[svn.haxx.se] · SVN Dev · SVN Users · SVN Org · TSVN Dev · TSVN Users · Subclipse Dev · Subclipse Users · this month's index

Re: caching proxies and SVN network perf

From: Greg Stein <gstein_at_lyra.org>
Date: 2000-10-24 13:40:41 CEST

On Tue, Oct 24, 2000 at 03:42:55AM -0700, Brian Behlendorf wrote:
> On Tue, 24 Oct 2000, Greg Stein wrote:
> > It could probably do diffs, but I'll have to get some stuff implemented
> > because I'm not exactly sure how we'll be implementing the diff draft
> > (referenced from the webdav-design.html document in CVS). Specifically, that
> > should have some "Vary:" headers which would help control how the proxies
> > will cache and under what "key", if you will.
>
> It won't cache intelligently, though (diffs between arbitrary versions
> that are a subset of what's been fetched) without some serious work at the
> caching proxy level. Unless every update is fetched as a series of diffs
> between sequential versions of a file (e.g., updating from 1.2 to 1.4 of a
> given file transfers diff(1.2, 1.3) and diff(1.3, 1.4) instead of diff
> (1.2, 1.4)), then it's going to be difficult for the proxy to respond to a
> request for diff(1.3, 1.4) if all it's got is diff (1.2, 1.4). So some
> way of supporting that latter case would be really interesting to me.
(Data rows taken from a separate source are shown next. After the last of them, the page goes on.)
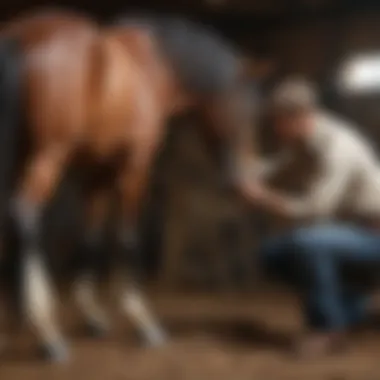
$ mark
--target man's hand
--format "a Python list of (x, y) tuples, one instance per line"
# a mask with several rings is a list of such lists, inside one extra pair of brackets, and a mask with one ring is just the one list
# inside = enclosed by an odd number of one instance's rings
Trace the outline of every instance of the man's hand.
[(241, 192), (244, 198), (253, 203), (261, 203), (266, 197), (266, 187), (259, 181), (245, 181), (241, 185)]
[(293, 217), (292, 202), (281, 193), (270, 189), (259, 180), (245, 181), (241, 184), (242, 196), (251, 204), (260, 206), (282, 217)]

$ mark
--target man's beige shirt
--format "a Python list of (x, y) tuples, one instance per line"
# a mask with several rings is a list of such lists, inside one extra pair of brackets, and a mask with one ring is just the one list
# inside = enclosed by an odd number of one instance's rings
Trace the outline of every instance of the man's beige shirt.
[[(329, 218), (349, 204), (355, 214), (380, 216), (380, 162), (369, 140), (350, 123), (320, 112), (308, 143), (320, 170), (303, 197), (289, 197), (289, 214)], [(286, 157), (262, 162), (261, 174), (277, 171)]]

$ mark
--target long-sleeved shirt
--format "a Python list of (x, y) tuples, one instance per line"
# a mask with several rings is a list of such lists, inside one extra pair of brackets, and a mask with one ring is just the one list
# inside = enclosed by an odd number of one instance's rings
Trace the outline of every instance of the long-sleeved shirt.
[[(329, 218), (342, 204), (364, 217), (380, 217), (380, 163), (369, 141), (349, 123), (328, 113), (315, 117), (308, 144), (319, 172), (303, 197), (285, 197), (289, 216)], [(283, 163), (262, 163), (265, 176)]]

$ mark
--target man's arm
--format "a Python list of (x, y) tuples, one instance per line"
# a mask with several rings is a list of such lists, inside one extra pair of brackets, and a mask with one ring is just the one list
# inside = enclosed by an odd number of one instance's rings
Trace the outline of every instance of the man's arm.
[(243, 193), (248, 200), (285, 217), (329, 216), (336, 211), (351, 180), (352, 161), (347, 154), (345, 150), (339, 149), (339, 146), (331, 147), (325, 152), (320, 173), (303, 197), (288, 196), (268, 188), (259, 181), (249, 184)]
[(284, 169), (292, 160), (292, 154), (284, 151), (273, 158), (261, 159), (250, 168), (250, 178), (255, 180), (267, 180)]

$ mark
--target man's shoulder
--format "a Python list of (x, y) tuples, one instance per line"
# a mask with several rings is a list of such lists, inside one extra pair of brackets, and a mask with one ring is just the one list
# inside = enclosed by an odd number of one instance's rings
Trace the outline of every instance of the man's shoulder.
[(370, 146), (359, 127), (344, 117), (332, 112), (321, 112), (318, 114), (318, 124), (324, 135), (332, 141)]
[(353, 122), (330, 111), (319, 112), (317, 122), (320, 128), (323, 128), (326, 133), (330, 132), (331, 135), (343, 134), (351, 136), (357, 132), (357, 126)]
[(331, 154), (348, 161), (362, 161), (376, 156), (373, 144), (354, 123), (323, 112), (318, 115), (318, 124), (322, 135), (318, 148), (322, 156)]

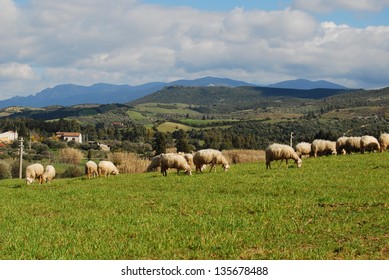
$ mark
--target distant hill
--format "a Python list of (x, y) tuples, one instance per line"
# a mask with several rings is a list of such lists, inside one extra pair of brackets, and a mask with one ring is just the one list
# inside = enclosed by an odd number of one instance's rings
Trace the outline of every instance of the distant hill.
[(10, 106), (45, 107), (51, 105), (72, 106), (77, 104), (125, 103), (161, 90), (165, 86), (248, 86), (249, 83), (225, 78), (204, 77), (195, 80), (178, 80), (170, 83), (153, 82), (139, 86), (94, 84), (80, 86), (74, 84), (47, 88), (30, 96), (16, 96), (0, 101), (0, 108)]
[[(177, 80), (170, 83), (152, 82), (138, 86), (94, 84), (92, 86), (81, 86), (75, 84), (63, 84), (53, 88), (47, 88), (35, 95), (16, 96), (0, 101), (0, 108), (10, 106), (45, 107), (52, 105), (72, 106), (77, 104), (111, 104), (126, 103), (155, 93), (168, 86), (186, 87), (256, 87), (257, 85), (243, 81), (218, 77), (203, 77), (194, 80)], [(327, 81), (294, 80), (273, 84), (273, 88), (290, 89), (346, 89)], [(311, 93), (300, 93), (310, 95)], [(294, 93), (292, 94), (295, 95)]]
[(254, 84), (231, 80), (227, 78), (215, 78), (204, 77), (195, 80), (177, 80), (168, 83), (169, 86), (195, 86), (195, 87), (207, 87), (207, 86), (224, 86), (224, 87), (241, 87), (241, 86), (255, 86)]
[(36, 95), (13, 97), (0, 101), (0, 108), (10, 106), (45, 107), (51, 105), (71, 106), (77, 104), (125, 103), (161, 89), (164, 83), (148, 83), (141, 86), (95, 84), (80, 86), (58, 85), (38, 92)]
[(162, 90), (127, 103), (135, 106), (142, 103), (186, 103), (223, 112), (245, 108), (280, 107), (283, 103), (298, 106), (303, 100), (317, 100), (343, 94), (339, 89), (280, 89), (270, 87), (183, 87), (166, 86)]
[(308, 112), (311, 116), (325, 114), (340, 119), (385, 117), (389, 115), (389, 87), (379, 90), (296, 90), (252, 86), (166, 86), (127, 104), (7, 107), (0, 109), (0, 118), (76, 118), (86, 123), (139, 121), (153, 124), (164, 119), (185, 118), (183, 116), (188, 114), (194, 119), (210, 114), (221, 117), (223, 121), (237, 121), (299, 119)]
[(320, 81), (309, 81), (305, 79), (297, 79), (297, 80), (288, 80), (279, 82), (276, 84), (268, 85), (273, 88), (290, 88), (290, 89), (317, 89), (317, 88), (325, 88), (325, 89), (347, 89), (344, 86), (334, 84), (328, 81), (320, 80)]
Not a problem at all... There are two parts here:

1) Each version of a file has its own URL. Therefore, an HTTP GET of that
   URL means that the cache can retain copies of the individual version.

2) For a diff (say, from 5 to 7), SVN asks for v7 of the resource and
   appends a header to the request stating "I have v5 and understand <these>
   diff formats." The server can then return a diff from v5 to v7.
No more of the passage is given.